Scanning the map, you'll note that plate boundaries run across ocean basins, or along the edges of continents and ocean basins, and in places, across continents and islands. We'll learn more later about the nature of these boundaries. For now, appreciate that the mid-ocean boundaries are places where the sea floor spreads apart, and magma comes up along the seam to solidify into new sea floor. Other boundaries are places where plates collide. One type of collisional boundary happens where continental material crumples together in great mountain ranges. Along other collisional boundaries, which involve at least one side with ocean floor, volcanic activity flourishes where an oceanic plate subducts (dives down) under the other plate.

 

The Plates

 

North American -- Includes North America, part of Siberia, and Greenland. Includes half the North Atlantic ocean basin, the Arctic ocean basin, and the ocean floor around Alaska and Siberia.

Pacific -- Includes no continents, only small islands like the islands of Polynesia and Hawaii.

Juan de Fuca -- Just a patch of sea floor off Washington and Oregon.

Cocos -- Includes the sea floor from Baja, Mexico down to central America.

Nazca -- Includes the sea floor on the Pacific side of South America.

Caribbean -- Includes the sea floor of the Caribbean Sea, hugging South America.

South American -- Includes South America and half the South Atlantic ocean basin.

Scotia -- A strip of South Atlantic sea floor off the tip of South America.

Antarctic -- Includes the continent of Antarctica and the surrounding sea floor.

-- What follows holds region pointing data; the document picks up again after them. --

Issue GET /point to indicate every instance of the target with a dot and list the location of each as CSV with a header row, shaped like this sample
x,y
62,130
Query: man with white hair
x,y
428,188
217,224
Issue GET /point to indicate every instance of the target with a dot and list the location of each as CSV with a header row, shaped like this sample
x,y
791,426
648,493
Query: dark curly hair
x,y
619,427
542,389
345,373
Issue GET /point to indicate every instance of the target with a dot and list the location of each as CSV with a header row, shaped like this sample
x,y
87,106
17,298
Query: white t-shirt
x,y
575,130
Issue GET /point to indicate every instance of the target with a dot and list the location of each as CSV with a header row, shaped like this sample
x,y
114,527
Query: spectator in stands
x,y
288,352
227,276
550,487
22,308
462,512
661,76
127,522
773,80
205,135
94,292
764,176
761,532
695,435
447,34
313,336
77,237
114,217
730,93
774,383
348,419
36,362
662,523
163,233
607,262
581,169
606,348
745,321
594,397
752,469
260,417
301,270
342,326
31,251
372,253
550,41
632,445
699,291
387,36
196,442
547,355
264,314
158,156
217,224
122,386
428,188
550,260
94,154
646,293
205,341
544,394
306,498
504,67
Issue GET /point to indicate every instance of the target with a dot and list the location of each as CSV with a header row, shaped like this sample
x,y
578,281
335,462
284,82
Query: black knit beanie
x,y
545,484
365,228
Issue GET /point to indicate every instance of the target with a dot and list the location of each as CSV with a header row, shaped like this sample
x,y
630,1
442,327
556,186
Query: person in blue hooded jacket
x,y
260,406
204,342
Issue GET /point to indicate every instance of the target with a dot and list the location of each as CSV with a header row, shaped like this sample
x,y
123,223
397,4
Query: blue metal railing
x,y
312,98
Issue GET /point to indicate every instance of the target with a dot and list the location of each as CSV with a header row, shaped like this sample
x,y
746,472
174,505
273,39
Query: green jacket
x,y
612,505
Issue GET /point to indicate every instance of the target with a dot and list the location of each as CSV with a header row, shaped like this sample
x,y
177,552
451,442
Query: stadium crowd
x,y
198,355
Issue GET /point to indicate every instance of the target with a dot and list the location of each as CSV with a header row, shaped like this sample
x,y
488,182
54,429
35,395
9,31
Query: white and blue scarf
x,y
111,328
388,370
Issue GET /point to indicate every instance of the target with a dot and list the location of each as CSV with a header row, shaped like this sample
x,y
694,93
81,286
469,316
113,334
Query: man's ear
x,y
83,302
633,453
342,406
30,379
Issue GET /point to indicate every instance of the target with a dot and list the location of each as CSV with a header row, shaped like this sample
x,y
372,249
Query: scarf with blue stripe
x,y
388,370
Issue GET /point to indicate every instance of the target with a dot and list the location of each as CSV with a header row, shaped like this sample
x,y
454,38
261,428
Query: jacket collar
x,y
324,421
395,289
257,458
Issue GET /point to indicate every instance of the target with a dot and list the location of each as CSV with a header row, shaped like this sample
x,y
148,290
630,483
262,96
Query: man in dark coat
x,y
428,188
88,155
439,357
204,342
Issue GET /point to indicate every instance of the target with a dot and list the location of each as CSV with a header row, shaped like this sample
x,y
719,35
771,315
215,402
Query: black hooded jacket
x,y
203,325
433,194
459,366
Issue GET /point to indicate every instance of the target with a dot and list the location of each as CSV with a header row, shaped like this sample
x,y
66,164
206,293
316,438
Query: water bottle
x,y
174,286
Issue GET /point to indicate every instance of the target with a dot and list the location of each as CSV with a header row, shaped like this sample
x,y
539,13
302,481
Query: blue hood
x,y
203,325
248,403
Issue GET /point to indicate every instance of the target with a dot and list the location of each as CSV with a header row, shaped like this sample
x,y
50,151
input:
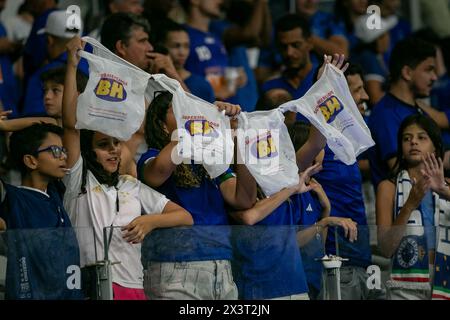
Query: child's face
x,y
47,164
108,151
53,93
171,123
415,143
178,45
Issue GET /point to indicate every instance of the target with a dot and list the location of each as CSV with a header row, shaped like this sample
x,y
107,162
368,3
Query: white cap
x,y
62,24
367,35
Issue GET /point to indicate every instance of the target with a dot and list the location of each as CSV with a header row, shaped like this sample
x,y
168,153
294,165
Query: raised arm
x,y
71,138
239,192
172,216
265,207
312,147
21,123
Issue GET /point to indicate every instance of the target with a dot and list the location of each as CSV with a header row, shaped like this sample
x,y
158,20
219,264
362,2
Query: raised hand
x,y
434,172
336,60
137,229
420,187
305,177
72,48
231,110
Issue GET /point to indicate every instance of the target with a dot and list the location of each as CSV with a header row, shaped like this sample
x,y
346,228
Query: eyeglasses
x,y
57,151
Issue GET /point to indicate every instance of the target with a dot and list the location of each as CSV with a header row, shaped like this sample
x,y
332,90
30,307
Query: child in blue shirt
x,y
38,260
198,258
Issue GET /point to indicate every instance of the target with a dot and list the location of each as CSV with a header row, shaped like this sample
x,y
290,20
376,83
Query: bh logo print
x,y
110,90
200,127
330,108
264,147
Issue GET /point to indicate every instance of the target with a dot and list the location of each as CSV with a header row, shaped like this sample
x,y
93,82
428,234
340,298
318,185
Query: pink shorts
x,y
122,293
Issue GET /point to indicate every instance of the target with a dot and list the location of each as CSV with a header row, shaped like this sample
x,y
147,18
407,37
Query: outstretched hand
x,y
434,172
305,183
336,60
73,46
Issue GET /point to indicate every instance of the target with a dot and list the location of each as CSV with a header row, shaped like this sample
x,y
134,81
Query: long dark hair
x,y
433,131
90,162
186,176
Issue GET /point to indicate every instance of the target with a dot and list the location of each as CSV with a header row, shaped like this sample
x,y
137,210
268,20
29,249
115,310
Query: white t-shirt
x,y
96,209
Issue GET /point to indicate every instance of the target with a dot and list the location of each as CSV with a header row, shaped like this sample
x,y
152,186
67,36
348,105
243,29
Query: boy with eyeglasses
x,y
43,252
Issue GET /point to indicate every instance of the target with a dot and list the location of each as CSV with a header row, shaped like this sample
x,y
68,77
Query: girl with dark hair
x,y
197,259
408,208
98,197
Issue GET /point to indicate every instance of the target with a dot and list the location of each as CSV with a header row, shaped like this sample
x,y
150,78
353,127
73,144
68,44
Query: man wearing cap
x,y
35,50
374,43
58,34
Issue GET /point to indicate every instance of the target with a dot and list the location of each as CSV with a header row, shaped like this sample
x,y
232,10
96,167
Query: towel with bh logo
x,y
329,106
113,101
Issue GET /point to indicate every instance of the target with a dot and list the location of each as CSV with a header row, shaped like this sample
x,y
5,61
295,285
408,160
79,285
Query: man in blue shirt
x,y
208,56
413,72
175,39
292,36
57,37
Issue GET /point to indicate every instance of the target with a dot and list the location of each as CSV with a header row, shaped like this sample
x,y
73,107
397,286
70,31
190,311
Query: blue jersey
x,y
208,239
384,122
342,184
207,57
200,87
246,96
40,253
35,51
9,91
311,212
267,261
34,95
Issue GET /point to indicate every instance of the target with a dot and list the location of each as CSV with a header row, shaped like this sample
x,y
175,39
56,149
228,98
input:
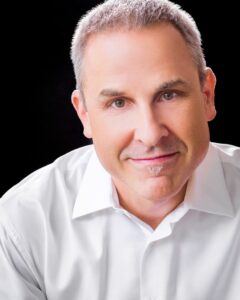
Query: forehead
x,y
156,52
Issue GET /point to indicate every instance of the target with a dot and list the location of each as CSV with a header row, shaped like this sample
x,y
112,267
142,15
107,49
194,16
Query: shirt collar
x,y
207,190
96,191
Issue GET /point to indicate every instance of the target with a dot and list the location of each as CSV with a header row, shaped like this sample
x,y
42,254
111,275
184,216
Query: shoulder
x,y
228,154
47,189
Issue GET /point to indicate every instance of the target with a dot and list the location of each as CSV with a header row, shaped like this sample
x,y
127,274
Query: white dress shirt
x,y
63,236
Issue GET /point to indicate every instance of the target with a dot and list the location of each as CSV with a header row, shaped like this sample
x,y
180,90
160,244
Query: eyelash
x,y
159,98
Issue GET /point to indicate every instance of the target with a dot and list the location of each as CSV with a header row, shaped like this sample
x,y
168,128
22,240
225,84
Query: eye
x,y
118,103
168,96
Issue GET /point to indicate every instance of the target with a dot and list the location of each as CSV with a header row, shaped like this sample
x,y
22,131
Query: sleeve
x,y
17,278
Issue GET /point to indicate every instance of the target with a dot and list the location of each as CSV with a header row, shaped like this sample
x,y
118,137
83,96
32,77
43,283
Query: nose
x,y
150,128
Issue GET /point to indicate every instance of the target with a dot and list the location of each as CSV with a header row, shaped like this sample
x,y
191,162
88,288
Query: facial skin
x,y
147,115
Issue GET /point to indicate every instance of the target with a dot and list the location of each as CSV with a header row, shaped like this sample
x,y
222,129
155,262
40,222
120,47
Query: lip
x,y
155,160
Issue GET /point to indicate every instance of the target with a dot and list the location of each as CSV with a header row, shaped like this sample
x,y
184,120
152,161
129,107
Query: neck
x,y
152,212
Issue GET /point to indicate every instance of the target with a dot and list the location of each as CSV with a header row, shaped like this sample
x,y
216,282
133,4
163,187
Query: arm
x,y
17,278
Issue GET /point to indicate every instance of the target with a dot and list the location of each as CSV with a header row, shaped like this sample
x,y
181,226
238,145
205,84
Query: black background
x,y
38,123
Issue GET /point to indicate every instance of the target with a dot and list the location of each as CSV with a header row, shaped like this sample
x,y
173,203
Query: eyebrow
x,y
163,86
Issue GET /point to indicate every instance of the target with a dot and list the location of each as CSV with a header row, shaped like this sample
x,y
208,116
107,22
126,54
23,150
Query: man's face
x,y
146,112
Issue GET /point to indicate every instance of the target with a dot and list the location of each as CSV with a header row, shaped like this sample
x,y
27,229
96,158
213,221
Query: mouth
x,y
155,160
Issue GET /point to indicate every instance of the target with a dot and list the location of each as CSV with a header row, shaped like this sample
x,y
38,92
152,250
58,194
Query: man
x,y
151,209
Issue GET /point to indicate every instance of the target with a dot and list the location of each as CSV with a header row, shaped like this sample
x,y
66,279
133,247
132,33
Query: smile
x,y
155,160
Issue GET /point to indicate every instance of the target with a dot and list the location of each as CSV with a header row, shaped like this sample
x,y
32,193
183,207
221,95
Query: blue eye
x,y
119,103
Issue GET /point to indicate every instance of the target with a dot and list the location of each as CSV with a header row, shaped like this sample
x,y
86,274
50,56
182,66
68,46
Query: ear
x,y
209,94
79,105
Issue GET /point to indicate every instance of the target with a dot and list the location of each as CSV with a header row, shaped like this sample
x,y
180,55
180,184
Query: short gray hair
x,y
131,14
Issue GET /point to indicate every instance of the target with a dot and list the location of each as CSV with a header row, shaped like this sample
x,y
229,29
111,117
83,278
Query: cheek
x,y
111,133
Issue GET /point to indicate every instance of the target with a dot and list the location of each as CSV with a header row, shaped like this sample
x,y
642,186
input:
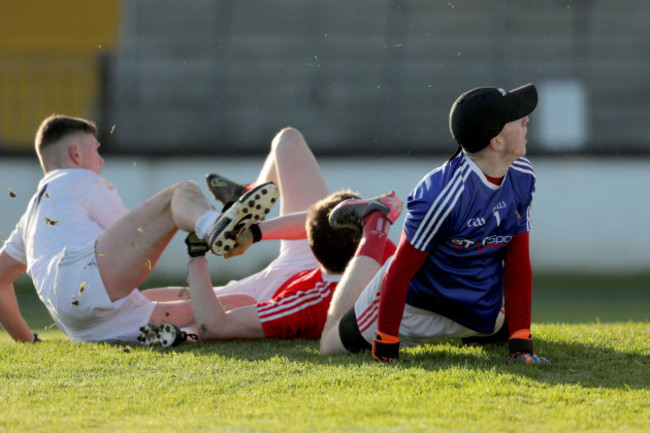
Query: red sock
x,y
375,234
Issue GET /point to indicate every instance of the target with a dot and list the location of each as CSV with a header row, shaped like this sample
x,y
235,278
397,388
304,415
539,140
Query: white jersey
x,y
71,208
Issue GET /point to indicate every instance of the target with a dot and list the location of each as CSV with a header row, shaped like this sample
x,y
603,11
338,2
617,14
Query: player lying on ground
x,y
290,297
86,253
463,258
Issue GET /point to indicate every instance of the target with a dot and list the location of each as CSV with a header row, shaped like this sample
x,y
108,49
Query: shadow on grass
x,y
588,365
577,363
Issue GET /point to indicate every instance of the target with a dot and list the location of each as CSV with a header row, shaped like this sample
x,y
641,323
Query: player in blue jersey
x,y
463,260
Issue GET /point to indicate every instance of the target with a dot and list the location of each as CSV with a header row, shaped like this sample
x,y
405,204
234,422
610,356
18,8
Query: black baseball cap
x,y
478,115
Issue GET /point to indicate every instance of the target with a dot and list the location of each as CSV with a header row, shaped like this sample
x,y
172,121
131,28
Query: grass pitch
x,y
599,381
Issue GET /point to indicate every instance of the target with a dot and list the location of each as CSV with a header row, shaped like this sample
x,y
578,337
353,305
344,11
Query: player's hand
x,y
244,241
521,350
195,246
385,348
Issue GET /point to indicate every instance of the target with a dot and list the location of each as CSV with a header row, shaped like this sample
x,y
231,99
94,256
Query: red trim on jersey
x,y
299,307
494,180
375,233
518,283
406,262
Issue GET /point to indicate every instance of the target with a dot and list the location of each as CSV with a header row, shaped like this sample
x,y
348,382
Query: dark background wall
x,y
168,77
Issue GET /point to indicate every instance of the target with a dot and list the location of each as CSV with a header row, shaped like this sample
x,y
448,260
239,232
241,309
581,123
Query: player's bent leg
x,y
135,242
179,313
167,294
343,336
293,167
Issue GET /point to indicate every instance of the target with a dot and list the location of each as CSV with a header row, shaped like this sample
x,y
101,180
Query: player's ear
x,y
496,144
73,154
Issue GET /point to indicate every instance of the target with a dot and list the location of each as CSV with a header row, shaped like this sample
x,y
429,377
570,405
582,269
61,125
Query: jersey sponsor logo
x,y
501,205
494,241
487,242
462,244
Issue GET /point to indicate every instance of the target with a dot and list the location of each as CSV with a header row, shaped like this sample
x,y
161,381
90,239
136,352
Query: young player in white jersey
x,y
86,253
463,258
289,298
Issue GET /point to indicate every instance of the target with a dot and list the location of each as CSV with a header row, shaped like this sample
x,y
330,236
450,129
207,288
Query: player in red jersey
x,y
290,298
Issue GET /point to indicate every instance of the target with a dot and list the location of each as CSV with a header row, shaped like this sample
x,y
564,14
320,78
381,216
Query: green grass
x,y
599,380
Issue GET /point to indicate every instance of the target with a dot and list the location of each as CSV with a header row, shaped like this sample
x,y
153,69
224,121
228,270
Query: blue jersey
x,y
465,223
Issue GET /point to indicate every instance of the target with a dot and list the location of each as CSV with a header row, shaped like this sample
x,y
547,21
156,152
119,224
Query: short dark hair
x,y
57,126
333,248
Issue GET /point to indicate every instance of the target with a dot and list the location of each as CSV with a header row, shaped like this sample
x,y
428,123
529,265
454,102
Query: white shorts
x,y
295,256
81,308
418,325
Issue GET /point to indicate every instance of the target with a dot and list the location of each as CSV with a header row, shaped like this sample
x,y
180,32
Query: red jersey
x,y
299,307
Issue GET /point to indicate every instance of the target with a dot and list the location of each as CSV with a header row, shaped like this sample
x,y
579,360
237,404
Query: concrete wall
x,y
220,76
589,214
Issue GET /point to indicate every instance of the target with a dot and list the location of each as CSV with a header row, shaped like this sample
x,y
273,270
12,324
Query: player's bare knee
x,y
330,341
187,185
288,140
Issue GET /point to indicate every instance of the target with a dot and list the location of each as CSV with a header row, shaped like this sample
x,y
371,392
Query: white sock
x,y
205,223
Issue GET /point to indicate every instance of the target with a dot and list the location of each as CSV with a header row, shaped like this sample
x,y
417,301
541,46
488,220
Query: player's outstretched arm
x,y
518,291
10,318
406,262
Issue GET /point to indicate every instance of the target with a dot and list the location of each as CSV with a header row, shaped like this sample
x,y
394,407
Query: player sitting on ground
x,y
463,256
86,253
290,297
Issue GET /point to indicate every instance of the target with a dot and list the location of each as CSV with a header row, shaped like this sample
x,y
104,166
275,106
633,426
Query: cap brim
x,y
525,101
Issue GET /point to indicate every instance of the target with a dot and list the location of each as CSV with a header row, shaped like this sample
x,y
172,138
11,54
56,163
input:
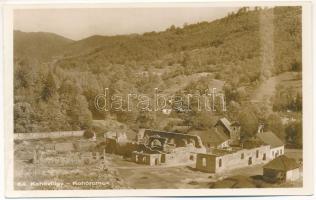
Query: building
x,y
281,168
221,160
222,135
160,147
276,144
118,143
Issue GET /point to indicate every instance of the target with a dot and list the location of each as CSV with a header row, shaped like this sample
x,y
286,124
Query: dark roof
x,y
270,138
214,136
237,181
282,163
235,123
64,147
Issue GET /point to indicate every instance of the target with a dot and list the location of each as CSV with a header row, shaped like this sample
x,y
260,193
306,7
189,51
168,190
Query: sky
x,y
79,23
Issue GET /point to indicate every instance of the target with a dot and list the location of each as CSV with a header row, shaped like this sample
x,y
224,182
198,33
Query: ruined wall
x,y
206,163
242,158
178,139
146,159
58,134
278,151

African -- Includes Africa, except for Arabia, plus the sea floor in half the Atlantic ocean basin and half the Indian ocean basin, which includes the island of Madagascar off eastern Africa.

Arabian -- Includes the Arabian peninsula, which has the Red Sea along its southern border.

Indian -- Includes India, which is bounded by the Himalayas to the north, and the sea floor of the Indian ocean basin around India.

Australian -- Includes Australia plus a good bit of the Indian ocean basin and parts of the Pacific ocean basin.

Eurasian -- Includes Europe, most of Asia, and bordering areas of sea floor in the North Atlantic, the Mediterranean Sea, and the edge of the Pacific ocean basin.

Philippine -- Includes a diamond-shaped patch of the western Pacific ocean basin.